During a recent interview, the Prime Minister underscored the need for fiscal discipline for state governments, which essentially refers to governments spending within their means.
How should state government finances be judged?
They analysed data for 27 states on four different counts:
Fiscal Deficit (which refers to the amount of money a state government has to borrow to meet its annual expenditure) expressed as a percentage of overall size of the state’s economy (the gross state domestic product or GSDP).
It is related to how state government has to borrow in the current financial year to meet the gap between its expenditures and revenues.
Fiscal deficit should not exceed more than 3% of a state’s GDP.
Debt (that is, the accumulated borrowings by the government over the years) expressed as a percentage of GSDP.
Debt levels should not go beyond 20% of a state’s GDP.
Outstanding guarantees that a state government provides; again expressed as a percentage of the GSDP.
They refer to debts that are on the books of state government-run entities but are effectively backed by the state government.
Percentage of the total revenue income that a state government has to spend towards paying off the interest component of its debt.
Status of India’s states in finances:
On debt levels, only three states i.e. Odisha, Gujarat and Maharashtra — in India manage to meet the prudential norm.

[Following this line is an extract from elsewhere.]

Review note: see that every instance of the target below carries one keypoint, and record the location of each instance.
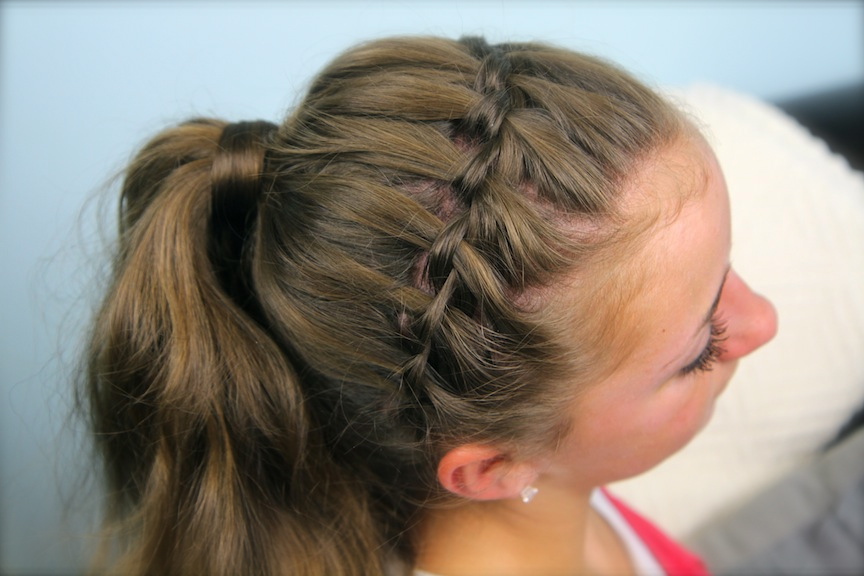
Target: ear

On the fiscal deficit front, three states — Punjab, Manipur and Arunachal — have fiscal deficit of 5% and above.
There are four states — Karnataka, Telangana, Assam and Chhattisgarh which are at a debt level of less than 25%.

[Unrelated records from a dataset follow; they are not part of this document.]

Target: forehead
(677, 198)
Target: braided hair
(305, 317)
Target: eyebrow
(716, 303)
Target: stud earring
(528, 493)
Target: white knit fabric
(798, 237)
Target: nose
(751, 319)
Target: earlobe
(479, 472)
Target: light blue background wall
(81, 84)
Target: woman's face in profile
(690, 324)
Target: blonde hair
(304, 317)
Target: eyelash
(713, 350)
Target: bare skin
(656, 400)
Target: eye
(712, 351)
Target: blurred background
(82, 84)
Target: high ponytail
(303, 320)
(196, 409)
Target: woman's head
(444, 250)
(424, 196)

Tamil Nadu, Haryana, Jharkhand, Uttarakhand and Madhya Pradesh — have debt ratios between 25%-30%.
Amongst all states, Odisha stands out with the lowest debt levels, indicating effective management of annual fiscal deficits.
Odisha emerges as the best-performing state with low debt, fiscal deficit, and outstanding guarantees, underscoring its strong fiscal position. In contrast, Punjab faces pressure on multiple financial fronts.
Despite being one of larger producers of paddy, have the lowest debt to GDP ratio.
How state government manages their finances?
Taxation: State governments have the authority to levy and collect various taxes, including state-level income tax, sales tax (GST), excise duties, and stamp duties. These taxes contribute significantly to their revenue.
Non-Tax Revenue: States also generate income through sources such as fees, fines, penalties, and revenue from state-owned enterprises.
Grants: The central government provides grants to states as part of its revenue-sharing mechanism. These grants can be in the form of grants-in-aid or specific-purpose grants.
Market Borrowing: State governments can borrow funds from the financial markets through the issuance of bonds and securities. These borrowings are an essential source of long-term financing for development projects.
Bilateral and Multilateral Loans: States may also seek loans and grants from international and national agencies for specific development programs.
Ways and Means Advances: The Reserve Bank of India provides short-term credit facilities to states to manage temporary mismatches in cash flows.
States are required to manage their debt prudently to ensure that it remains within sustainable limits. This includes monitoring debt levels, debt service obligations, and refinancing options.
Debt sustainability is essential to maintain favorable credit ratings and access to financial markets.